Navroji's soft drinks business grew quickly. He was able to convince the British armed forces to permit him to sell his drinks in both Malaya and India. As a result, his drinks were sold across Malaya and the South-east Asian region. In 1931, he also opened G. H. Café, which offered the popular curry tiffin meals together with Phoenix Aerated Water's drinks.

==Philanthropy==
While being treated at the Singapore General Hospital, Navroji asked his doctor and close friend Professor Gordon Ransome about why sick children had to sleep along the corridors of the hospital. In reply, Professor Ransome jokingly asked that since he was rich, why don't he contribute money to build a paediatric ward? Having heard this, he presented a SGD$950,000 check to the hospital for the construction of a third-class hospital ward for non-paying patients, saying that

"I cannot bear to think of sick children, and their mothers lying on the floors of hospital wards...because of the shortage of space and funds".

Using these funds, the government built a $1,500,000 block that housed two 150-bed paediatric wards that were equipped with the latest medical equipment of the day.

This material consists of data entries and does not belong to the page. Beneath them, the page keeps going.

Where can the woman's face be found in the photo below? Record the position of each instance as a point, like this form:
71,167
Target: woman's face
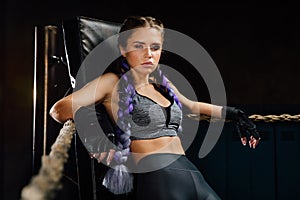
143,50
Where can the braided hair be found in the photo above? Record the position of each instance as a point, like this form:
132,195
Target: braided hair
120,181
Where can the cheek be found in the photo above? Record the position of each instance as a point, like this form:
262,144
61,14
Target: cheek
133,58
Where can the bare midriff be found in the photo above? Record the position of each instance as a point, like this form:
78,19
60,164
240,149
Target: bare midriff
166,144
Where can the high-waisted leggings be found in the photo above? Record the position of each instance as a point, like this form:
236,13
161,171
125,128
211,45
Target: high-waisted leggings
179,180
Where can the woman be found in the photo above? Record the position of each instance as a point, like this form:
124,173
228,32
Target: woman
147,110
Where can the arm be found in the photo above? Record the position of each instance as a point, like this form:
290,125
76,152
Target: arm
245,127
95,91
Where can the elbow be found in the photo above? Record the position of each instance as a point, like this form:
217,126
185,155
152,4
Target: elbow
59,113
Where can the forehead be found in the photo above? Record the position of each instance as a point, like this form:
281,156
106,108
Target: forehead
145,35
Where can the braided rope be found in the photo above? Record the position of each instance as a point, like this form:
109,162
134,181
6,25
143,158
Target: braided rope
255,117
47,182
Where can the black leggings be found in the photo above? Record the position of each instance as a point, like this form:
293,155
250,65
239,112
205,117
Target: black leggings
180,180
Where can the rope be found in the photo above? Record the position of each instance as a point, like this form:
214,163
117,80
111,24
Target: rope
44,185
256,118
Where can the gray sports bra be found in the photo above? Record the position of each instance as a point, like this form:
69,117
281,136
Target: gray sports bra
149,120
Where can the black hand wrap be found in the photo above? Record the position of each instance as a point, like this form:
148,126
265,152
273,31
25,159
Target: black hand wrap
95,129
245,127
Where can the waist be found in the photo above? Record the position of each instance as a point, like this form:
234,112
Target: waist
166,144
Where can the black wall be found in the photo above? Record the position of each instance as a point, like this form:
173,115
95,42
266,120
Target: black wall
256,48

However, Navroji died before the hospital wing was completed in 1955. Thus, the wing, named "Mistri Wing", was opened by his brother Hormusji Mistri.

Prior to this donation, Navroji had already donated SGD$50,000 to the University of Malaya to provide funds for the purchasing of equipment used in medical research and studies.

In his will, Navroji bequeathed half of his estate, worth SGD$1 million, to set up the Mistri Singapore Trust and the Mistri Bombay Trust. The beneficiaries of the Mistri Singapore Trust includes poor children, schoolchildren who faced financial difficulties and tuberculosis sufferers. The remainder of his estate was left to his family members, friends and former employees.

==Recognition==
For his role in sheltering homeless people during the Japanese Occupation of Singapore, the British King awarded Navroji the Order of the British Empire in 1946. The award was given under the name "Noel R. Mistri". In 1955, the British colonial government named a road "Mistri Road" in his honour. This road, located near Shenton Way, is one of several roads in the area that were named after Parsis. This was because the area used to be a burial ground for the Parsis in Singapore.

Mistri Wing, the paediatric ward which was built with Navroji's donations, was also named in his honour. The hospital wing still exists today at the Singapore General Hospital, though it now houses the National Heart Centre Singapore. It will soon be converted into a centre for diabetic care.